A combative President Bush spoke on the Patriot Act and the secret NSA eavesdropping program:
You're damn right I ordered the Code Red.
Ooops, that can't be right. Here we go:
As president, I took an oath to defend the Constitution and I have no greater responsibility than to protect our people, our freedom and our way of life.
On Sept. 11, 2001, our freedom and way of life came under attack by brutal enemies who killed nearly 3,000 innocent Americans. We’re fighting these enemies across the world. Yet in this first war of the 21st century, one of the most critical battlefronts is the home front. And since Sept. 11, we’ve been on the offensive against the terrorists plotting within our borders.
The House of Representatives passed re-authorization of the Patriot Act, yet a minority of senators filibustered to block the renewal of the Patriot Act when it came up for a vote yesterday. That decision is irresponsible and it endangers the lives of our citizens.
The senators who are filibustering must stop their delaying tactics and the Senate must vote to reauthorize the Patriot Act.
In the war on terror we cannot afford to be without this law for a single moment. To fight the war on terror, I’m using authority vested in me by Congress, including the joint authorization for use of military force, which passed overwhelmingly in the first week after Sept. 11. I’m also using constitutional authority vested in me as commander in chief.
In the weeks following the terrorist attacks on our nation, I authorized the National Security Agency, consistent with U.S. law and the Constitution, to intercept the international communications of people with known links to Al Qaeda and related terrorist organizations. Before we intercept these communications, the government must have information that establishes a clear link to these terrorist networks.
This is a highly classified program that is crucial to our national security. Its purpose is to detect and prevent terrorist attacks against the United States, our friends and allies.
Yesterday, the existence of this secret program was revealed in media reports after being improperly provided to news organizations. As a result, our enemies have learned information they should not have.
And the unauthorized disclosure of this effort damages our national security and puts our citizens at risk. Revealing classified information is illegal, alerts our enemies and endangers our country.

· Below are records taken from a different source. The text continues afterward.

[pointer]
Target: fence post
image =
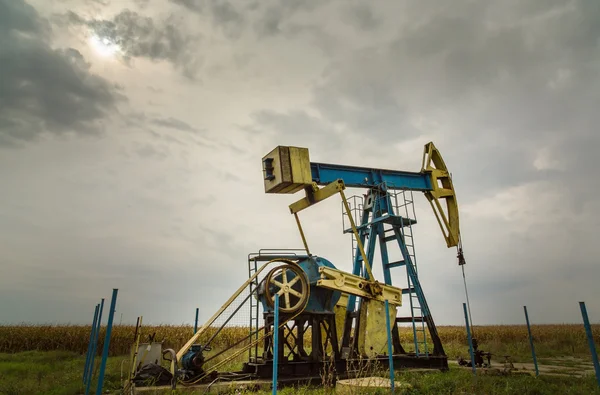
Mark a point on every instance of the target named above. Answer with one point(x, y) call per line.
point(537, 372)
point(87, 355)
point(275, 343)
point(111, 314)
point(390, 349)
point(588, 332)
point(90, 374)
point(469, 337)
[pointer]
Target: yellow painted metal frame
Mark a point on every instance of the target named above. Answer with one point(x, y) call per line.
point(442, 189)
point(338, 280)
point(314, 194)
point(212, 319)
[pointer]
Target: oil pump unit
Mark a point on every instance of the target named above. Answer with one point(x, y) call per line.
point(330, 317)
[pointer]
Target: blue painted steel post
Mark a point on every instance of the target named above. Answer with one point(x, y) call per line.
point(537, 372)
point(390, 352)
point(87, 356)
point(275, 344)
point(90, 374)
point(469, 336)
point(588, 332)
point(111, 314)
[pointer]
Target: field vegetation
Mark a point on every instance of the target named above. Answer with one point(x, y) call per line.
point(550, 340)
point(38, 359)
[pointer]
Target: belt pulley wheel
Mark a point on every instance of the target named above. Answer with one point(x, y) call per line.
point(290, 283)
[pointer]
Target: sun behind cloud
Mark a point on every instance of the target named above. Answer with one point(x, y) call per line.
point(103, 46)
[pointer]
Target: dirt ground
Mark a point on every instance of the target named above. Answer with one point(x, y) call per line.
point(559, 366)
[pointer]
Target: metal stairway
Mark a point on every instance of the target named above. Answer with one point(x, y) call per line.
point(408, 253)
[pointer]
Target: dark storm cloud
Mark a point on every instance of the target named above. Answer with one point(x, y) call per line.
point(44, 89)
point(140, 36)
point(508, 81)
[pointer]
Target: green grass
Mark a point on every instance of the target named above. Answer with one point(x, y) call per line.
point(51, 372)
point(59, 372)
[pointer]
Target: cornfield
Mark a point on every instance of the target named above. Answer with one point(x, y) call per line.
point(561, 338)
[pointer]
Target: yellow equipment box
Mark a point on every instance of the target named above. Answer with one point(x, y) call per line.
point(286, 170)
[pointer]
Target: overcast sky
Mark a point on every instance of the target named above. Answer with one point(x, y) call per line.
point(132, 132)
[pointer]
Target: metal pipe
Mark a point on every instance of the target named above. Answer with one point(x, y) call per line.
point(390, 352)
point(588, 332)
point(111, 314)
point(94, 344)
point(366, 262)
point(537, 372)
point(275, 343)
point(469, 336)
point(302, 233)
point(89, 351)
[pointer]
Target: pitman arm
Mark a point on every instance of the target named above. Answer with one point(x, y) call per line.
point(288, 170)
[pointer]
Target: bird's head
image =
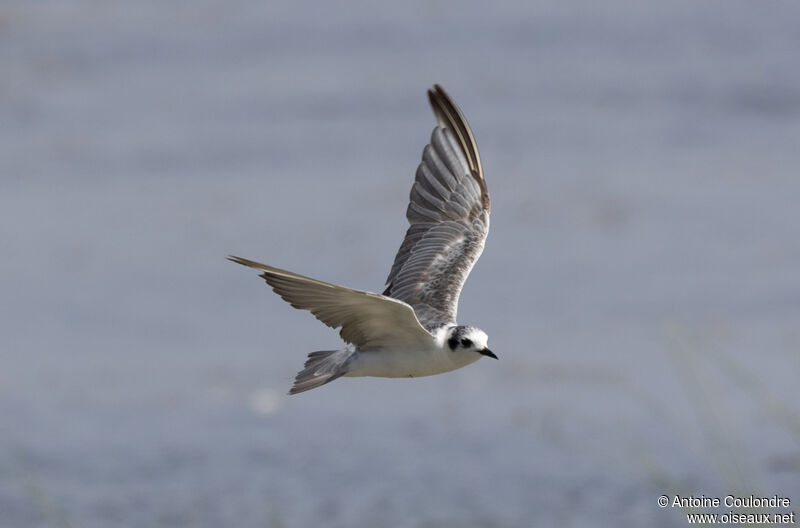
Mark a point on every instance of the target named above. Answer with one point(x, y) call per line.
point(469, 339)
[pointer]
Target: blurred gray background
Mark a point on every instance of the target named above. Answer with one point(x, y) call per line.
point(641, 283)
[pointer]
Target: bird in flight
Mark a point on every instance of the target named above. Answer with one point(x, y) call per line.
point(410, 329)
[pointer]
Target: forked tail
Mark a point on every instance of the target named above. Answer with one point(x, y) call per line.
point(321, 367)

News flash - we are still a representative democracy, despite the evident unwillingness of our opposition party to bestir itself. If this secret program was so outrageous, the Senate and House Democrats who had been briefed on it should have spoken up. Instead, we get profiles in courage as, per the Times, Reid, Rockefeller, and others are unavailable for comment.
And here is straight talk from Nancy Pelosi:
House Minority Leader Nancy Pelosi, D-Calif., said she had been told on several occasions that Bush had authorized unspecified activities by the National Security Agency, the nation's largest spy agency. She said she had expressed strong concerns at the time, and that Bush's statement Saturday "raises serious questions as to what the activities were and whether the activities were lawful."
Oh, she had expressed strong concerns at the time! That's why she was asking for Congressional hearings, and sending cryptic letters to the White House and the Justice Department, letters she will no doubt produce in due course. (No, I can't think of a reason in the world she has not produced them already - maybe her staff has been busy with their holiday shopping).
[Just to be clear - the program was suspended and revamped in 2004 after objections from Sen. Rockefeller. How did he know so much and she so little?]
What rubbish. Well, the prize for "Most Annoyingly Hypocritical" still goes to Sen. Feingold, who is Mr. Civil Liberties when it comes to the right of terrorists to make overseas phone calls without government interference, but will slap a lawsuit on anyone who tries to run an ad against him without first climbing a mountain of regulations. Yeah, he has identified the enemy.
Hmm, possible compromise - maybe Bush could announce that the NSA is trying to track illegal fund raising activity intended to run anonymous attack ads against incumbents. Sign Russ up!
MORE: I broadly agree with this:
Retired Adm. Bobby Inman, who led the NSA from 1977 to 1981, said Bush's authorization of the eavesdropping would have been justified in the immediate aftermath of the Sept. 11 attacks "because at that point you couldn't get a court warrant unless you could show probable cause."
"Once the Patriot Act was in place, I am puzzled what was the need to continue outside the court," Inman added. But he said, "If the fact is valid that Congress was notified, there will be no consequences."
I would like to see more reporting as to why the existing procedures were not adequate, and why Bush is still operating on expedited procedures more than three years into this.
UPDATE: What was a Congressional Dem to do? Well, Tom Daschle was Senate *Majority* Leader for part of this program, and could easily have insisted on hearing; even in the minority, truly outraged Senate Dems could stall other legislation until their concerns on this program were addressed. (But wait - Rockefeller's *were* addressed. Some secret tyranny Bush is running...).
From which I conclude that Senate Dems were not outraged, and that we are being treated to a lot of useless, plotically motivated posturing when there is a real problem to be solved, to wit - what is it about the current procedures that are so cumbersome that we need a permanent emergency work-around?